I want to know what other available brands of chocolates that are available in Ontario excluding companies in ontario who does online stores. Also if you can provide the price for each one to do value comparsion and possible ranking them in taste/quality or pick which brand(s) you like the best

So far I know the available brands in Ontario.

Valrhona - 70% guanaja $74/3kg, 55% equatoriale $59/3kg, 40% jivara $67/3kg and 35% ivoire 75/3kg
Callebaut (callets) - bittersweet $122/10kg, semi sweet $117/10kg, milk $125/10kg, white $118/10kg
Lindt
Guittard
Cacao Barry

Currently I use valrhona and callebaut. I'm not a fan of Lindt and Guittard and I haven't tried cacao Barry ... I want to see if i can find a better affordable chocolate over valrhona because I like the milk and white chocolate over other brands so far but it pricey


----------



## foodpump (Oct 10, 2005)

Are we talking bulk couverture coins/pellets in 10 kg packing here?

Price is always set according to volume.

I get bulk Lindt couverture directly from Toronto, but I'm paying a higher price then the guy who buys twice as much as me from the same company.

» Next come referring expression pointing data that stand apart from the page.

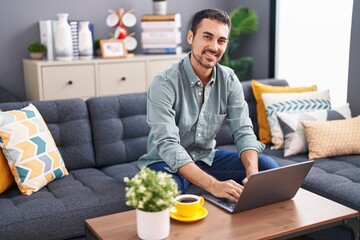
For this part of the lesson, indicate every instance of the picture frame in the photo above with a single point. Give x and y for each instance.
(113, 48)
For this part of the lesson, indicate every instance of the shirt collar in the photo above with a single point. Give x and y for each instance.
(193, 79)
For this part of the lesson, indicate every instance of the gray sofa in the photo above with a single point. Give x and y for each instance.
(100, 141)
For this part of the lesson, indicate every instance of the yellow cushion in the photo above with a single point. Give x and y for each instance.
(30, 149)
(258, 89)
(332, 138)
(6, 178)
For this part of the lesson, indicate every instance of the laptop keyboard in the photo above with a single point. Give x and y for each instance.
(227, 203)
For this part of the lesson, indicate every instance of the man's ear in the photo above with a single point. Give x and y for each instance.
(190, 37)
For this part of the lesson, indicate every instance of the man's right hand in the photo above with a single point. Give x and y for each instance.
(227, 189)
(224, 189)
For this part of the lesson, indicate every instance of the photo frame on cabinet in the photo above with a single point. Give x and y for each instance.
(113, 48)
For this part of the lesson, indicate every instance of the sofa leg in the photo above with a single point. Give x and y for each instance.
(354, 225)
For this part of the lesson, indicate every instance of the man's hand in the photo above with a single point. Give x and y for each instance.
(226, 189)
(250, 161)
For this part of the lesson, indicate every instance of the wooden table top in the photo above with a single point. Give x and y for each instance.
(304, 212)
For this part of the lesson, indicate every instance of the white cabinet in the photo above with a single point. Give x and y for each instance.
(118, 78)
(49, 80)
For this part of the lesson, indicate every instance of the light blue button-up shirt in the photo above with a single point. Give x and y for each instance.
(183, 122)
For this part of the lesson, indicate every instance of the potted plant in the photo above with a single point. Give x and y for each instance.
(37, 50)
(160, 7)
(243, 21)
(151, 194)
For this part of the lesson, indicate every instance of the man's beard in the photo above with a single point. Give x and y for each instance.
(204, 62)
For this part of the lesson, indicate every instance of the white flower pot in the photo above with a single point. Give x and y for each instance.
(153, 225)
(160, 7)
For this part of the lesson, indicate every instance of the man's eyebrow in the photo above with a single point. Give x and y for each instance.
(210, 34)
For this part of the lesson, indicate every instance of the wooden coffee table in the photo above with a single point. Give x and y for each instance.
(306, 212)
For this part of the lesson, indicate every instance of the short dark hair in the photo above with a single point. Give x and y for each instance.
(213, 14)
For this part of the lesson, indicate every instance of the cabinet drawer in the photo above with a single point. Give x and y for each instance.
(68, 82)
(157, 66)
(120, 78)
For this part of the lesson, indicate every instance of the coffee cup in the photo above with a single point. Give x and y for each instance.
(187, 205)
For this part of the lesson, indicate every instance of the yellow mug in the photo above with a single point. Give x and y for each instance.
(188, 204)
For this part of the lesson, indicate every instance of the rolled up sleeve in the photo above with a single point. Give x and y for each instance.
(239, 120)
(164, 133)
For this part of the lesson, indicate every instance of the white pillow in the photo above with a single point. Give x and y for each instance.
(291, 102)
(293, 131)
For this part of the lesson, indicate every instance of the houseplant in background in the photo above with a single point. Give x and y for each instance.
(37, 50)
(243, 21)
(151, 194)
(160, 7)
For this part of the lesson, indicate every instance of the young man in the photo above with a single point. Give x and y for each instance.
(187, 104)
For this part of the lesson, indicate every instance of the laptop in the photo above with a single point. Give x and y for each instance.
(266, 187)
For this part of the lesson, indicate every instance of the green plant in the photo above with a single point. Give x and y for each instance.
(151, 191)
(243, 21)
(36, 47)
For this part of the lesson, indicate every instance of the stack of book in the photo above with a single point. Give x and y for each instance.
(161, 34)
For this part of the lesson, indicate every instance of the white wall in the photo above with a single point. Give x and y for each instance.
(312, 44)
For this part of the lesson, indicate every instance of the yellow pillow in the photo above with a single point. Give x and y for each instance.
(332, 138)
(258, 89)
(30, 149)
(6, 178)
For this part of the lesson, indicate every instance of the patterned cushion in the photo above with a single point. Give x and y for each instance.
(30, 149)
(332, 138)
(258, 89)
(6, 178)
(294, 136)
(291, 102)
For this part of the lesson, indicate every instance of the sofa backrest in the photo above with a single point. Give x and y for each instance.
(119, 128)
(224, 136)
(68, 122)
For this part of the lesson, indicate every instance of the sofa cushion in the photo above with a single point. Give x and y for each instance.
(293, 131)
(224, 137)
(59, 210)
(291, 103)
(68, 122)
(6, 177)
(332, 138)
(258, 89)
(31, 152)
(119, 128)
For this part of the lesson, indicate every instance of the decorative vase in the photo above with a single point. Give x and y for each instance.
(85, 41)
(37, 56)
(63, 39)
(160, 7)
(153, 225)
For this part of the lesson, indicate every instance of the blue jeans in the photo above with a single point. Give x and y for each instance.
(226, 165)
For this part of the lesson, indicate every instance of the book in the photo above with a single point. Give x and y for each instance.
(160, 25)
(160, 45)
(162, 50)
(161, 37)
(46, 38)
(165, 17)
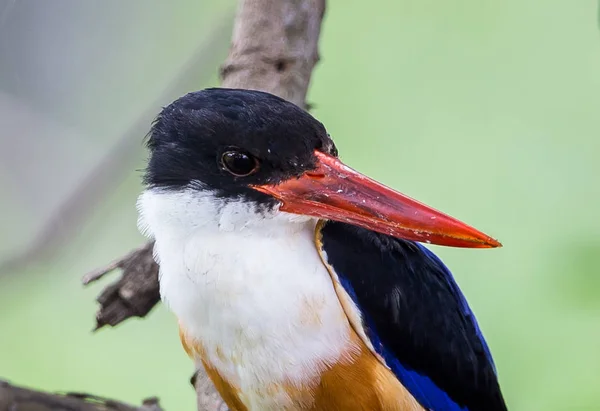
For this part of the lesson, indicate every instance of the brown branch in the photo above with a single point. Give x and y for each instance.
(274, 48)
(13, 398)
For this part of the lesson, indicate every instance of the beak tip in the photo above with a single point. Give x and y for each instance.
(493, 243)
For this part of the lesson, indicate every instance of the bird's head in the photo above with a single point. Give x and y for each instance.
(260, 152)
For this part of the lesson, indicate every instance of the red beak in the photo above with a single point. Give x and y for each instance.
(336, 192)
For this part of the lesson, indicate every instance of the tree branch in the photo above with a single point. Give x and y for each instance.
(274, 48)
(13, 398)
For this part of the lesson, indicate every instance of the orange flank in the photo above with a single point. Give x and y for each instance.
(358, 382)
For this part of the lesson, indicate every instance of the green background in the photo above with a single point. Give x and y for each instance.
(487, 110)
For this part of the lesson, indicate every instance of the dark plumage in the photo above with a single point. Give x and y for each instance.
(418, 316)
(230, 141)
(189, 136)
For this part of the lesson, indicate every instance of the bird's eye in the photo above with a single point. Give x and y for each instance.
(239, 163)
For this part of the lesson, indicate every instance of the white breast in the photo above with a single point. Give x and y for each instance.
(249, 286)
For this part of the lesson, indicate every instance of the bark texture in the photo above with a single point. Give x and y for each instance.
(13, 398)
(274, 48)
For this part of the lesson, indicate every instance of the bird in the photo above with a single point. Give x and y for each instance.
(297, 282)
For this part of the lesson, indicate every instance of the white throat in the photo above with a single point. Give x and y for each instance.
(249, 286)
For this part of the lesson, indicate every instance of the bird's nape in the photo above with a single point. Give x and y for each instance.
(334, 191)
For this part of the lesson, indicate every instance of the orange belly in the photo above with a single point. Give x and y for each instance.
(360, 382)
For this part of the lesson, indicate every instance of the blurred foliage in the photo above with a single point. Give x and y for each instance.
(486, 110)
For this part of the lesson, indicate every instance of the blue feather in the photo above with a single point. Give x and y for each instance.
(425, 391)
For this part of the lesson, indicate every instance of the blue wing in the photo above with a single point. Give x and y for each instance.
(416, 317)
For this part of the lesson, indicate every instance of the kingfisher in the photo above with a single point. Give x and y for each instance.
(297, 282)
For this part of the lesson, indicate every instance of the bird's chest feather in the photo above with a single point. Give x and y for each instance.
(261, 311)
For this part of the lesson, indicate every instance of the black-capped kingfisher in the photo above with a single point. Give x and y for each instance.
(299, 283)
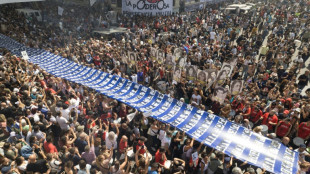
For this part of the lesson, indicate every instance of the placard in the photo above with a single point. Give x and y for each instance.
(147, 7)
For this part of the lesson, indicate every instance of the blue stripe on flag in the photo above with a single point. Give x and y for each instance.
(203, 117)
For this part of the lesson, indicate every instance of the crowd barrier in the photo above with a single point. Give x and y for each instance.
(214, 131)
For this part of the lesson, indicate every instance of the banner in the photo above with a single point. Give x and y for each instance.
(25, 55)
(147, 7)
(17, 1)
(219, 94)
(202, 77)
(236, 86)
(214, 131)
(224, 73)
(181, 62)
(177, 74)
(211, 77)
(60, 11)
(191, 73)
(153, 53)
(160, 56)
(132, 57)
(92, 2)
(170, 60)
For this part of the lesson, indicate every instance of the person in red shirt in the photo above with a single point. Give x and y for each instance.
(270, 119)
(141, 145)
(237, 105)
(304, 130)
(255, 115)
(160, 157)
(283, 128)
(49, 147)
(246, 111)
(123, 144)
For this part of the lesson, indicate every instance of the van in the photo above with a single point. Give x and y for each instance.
(31, 13)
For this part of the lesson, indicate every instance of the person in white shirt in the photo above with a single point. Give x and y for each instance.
(196, 97)
(134, 78)
(62, 122)
(111, 138)
(212, 35)
(65, 111)
(165, 142)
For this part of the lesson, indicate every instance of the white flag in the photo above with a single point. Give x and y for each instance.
(92, 2)
(25, 55)
(60, 11)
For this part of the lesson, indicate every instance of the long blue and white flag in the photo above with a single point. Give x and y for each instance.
(214, 131)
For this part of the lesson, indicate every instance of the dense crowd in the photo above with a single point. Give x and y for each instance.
(51, 125)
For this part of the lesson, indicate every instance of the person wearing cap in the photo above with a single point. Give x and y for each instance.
(89, 155)
(154, 169)
(62, 122)
(49, 147)
(35, 165)
(302, 152)
(283, 128)
(304, 130)
(256, 115)
(270, 119)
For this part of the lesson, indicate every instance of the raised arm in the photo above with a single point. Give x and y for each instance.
(74, 137)
(122, 166)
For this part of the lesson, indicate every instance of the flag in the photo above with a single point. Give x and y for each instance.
(60, 11)
(92, 2)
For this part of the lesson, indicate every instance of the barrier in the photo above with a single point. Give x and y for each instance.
(212, 130)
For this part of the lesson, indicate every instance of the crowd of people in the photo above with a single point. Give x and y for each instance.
(51, 125)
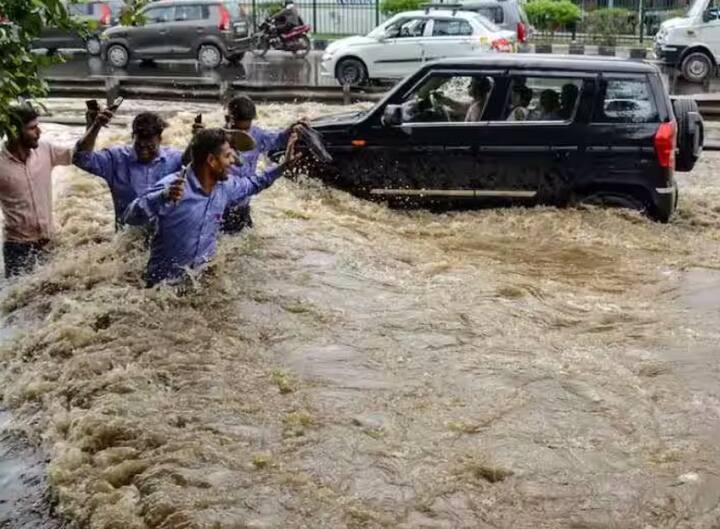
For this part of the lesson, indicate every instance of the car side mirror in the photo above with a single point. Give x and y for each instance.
(392, 116)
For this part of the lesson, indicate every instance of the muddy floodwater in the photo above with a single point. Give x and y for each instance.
(344, 365)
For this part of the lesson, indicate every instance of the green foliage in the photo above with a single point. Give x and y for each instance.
(606, 24)
(266, 9)
(392, 7)
(552, 15)
(22, 22)
(131, 15)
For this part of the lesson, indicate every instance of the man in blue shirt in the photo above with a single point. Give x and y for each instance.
(129, 170)
(188, 206)
(240, 116)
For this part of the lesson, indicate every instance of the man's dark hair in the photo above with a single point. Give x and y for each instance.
(148, 125)
(242, 108)
(205, 143)
(19, 116)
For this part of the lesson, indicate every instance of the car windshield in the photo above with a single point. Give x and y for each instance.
(487, 24)
(382, 28)
(696, 8)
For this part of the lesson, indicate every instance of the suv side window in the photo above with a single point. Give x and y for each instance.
(495, 14)
(156, 15)
(444, 98)
(542, 99)
(190, 12)
(625, 101)
(451, 27)
(409, 27)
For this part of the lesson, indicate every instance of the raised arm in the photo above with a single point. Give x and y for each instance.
(163, 195)
(97, 163)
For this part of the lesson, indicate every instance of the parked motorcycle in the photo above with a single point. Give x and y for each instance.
(267, 37)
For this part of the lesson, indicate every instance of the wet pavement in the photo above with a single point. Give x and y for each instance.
(276, 68)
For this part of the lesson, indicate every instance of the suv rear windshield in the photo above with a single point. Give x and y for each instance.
(625, 101)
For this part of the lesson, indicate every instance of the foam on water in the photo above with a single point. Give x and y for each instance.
(348, 365)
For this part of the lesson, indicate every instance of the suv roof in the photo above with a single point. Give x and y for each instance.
(559, 62)
(169, 3)
(459, 13)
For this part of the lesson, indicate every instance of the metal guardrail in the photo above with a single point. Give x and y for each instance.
(197, 89)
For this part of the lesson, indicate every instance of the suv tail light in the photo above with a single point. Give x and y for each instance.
(501, 45)
(522, 33)
(105, 15)
(665, 139)
(225, 22)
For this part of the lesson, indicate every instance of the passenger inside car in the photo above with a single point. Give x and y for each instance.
(548, 108)
(521, 97)
(568, 98)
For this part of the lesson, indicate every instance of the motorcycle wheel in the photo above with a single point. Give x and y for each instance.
(302, 46)
(260, 45)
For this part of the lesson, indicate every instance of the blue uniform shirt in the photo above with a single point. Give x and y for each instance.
(265, 140)
(127, 177)
(187, 231)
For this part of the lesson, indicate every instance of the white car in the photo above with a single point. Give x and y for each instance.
(400, 45)
(691, 43)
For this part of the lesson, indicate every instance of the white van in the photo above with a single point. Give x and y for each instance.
(691, 43)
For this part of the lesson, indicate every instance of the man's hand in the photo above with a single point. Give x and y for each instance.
(292, 156)
(175, 192)
(197, 127)
(104, 117)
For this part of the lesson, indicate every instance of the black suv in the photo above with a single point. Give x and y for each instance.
(519, 128)
(98, 15)
(206, 30)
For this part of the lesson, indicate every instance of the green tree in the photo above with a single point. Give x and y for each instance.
(552, 15)
(21, 22)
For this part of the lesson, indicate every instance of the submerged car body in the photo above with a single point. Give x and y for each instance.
(611, 140)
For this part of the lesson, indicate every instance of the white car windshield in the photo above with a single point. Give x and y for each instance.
(382, 28)
(697, 8)
(486, 23)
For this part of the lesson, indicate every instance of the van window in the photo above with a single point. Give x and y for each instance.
(625, 101)
(451, 27)
(156, 15)
(539, 98)
(189, 12)
(449, 99)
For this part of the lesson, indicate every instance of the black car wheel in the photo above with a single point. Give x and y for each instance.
(351, 72)
(118, 56)
(236, 58)
(93, 46)
(690, 133)
(614, 199)
(209, 56)
(696, 67)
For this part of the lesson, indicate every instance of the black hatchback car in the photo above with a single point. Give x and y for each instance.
(207, 30)
(519, 128)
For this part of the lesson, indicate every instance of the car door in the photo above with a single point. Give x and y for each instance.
(431, 156)
(401, 52)
(190, 25)
(534, 147)
(151, 40)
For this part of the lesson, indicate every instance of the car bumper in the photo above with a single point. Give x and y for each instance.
(327, 67)
(668, 54)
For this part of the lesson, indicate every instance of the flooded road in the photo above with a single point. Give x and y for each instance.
(348, 365)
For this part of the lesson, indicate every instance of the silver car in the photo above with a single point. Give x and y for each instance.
(207, 30)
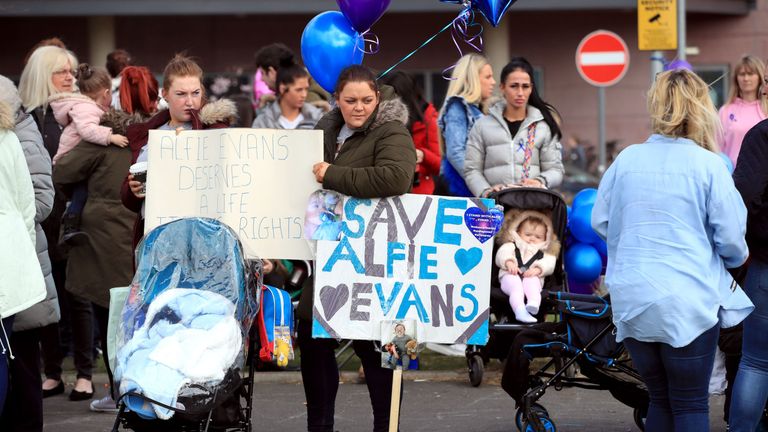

Remember this:  Callebaut has a huuuuuuge factory in St. Hyacinth, about an hour's drive from Montreal


----------



## toshibaaa (Nov 8, 2012)

Just best value chocolate you can find in any size because the prices I found for callebaut, they were the same/similar price rate for block chocolates which I was a bit surprised. but valrhona, i could not find blocks, just pebble/coins in 3kg bags


----------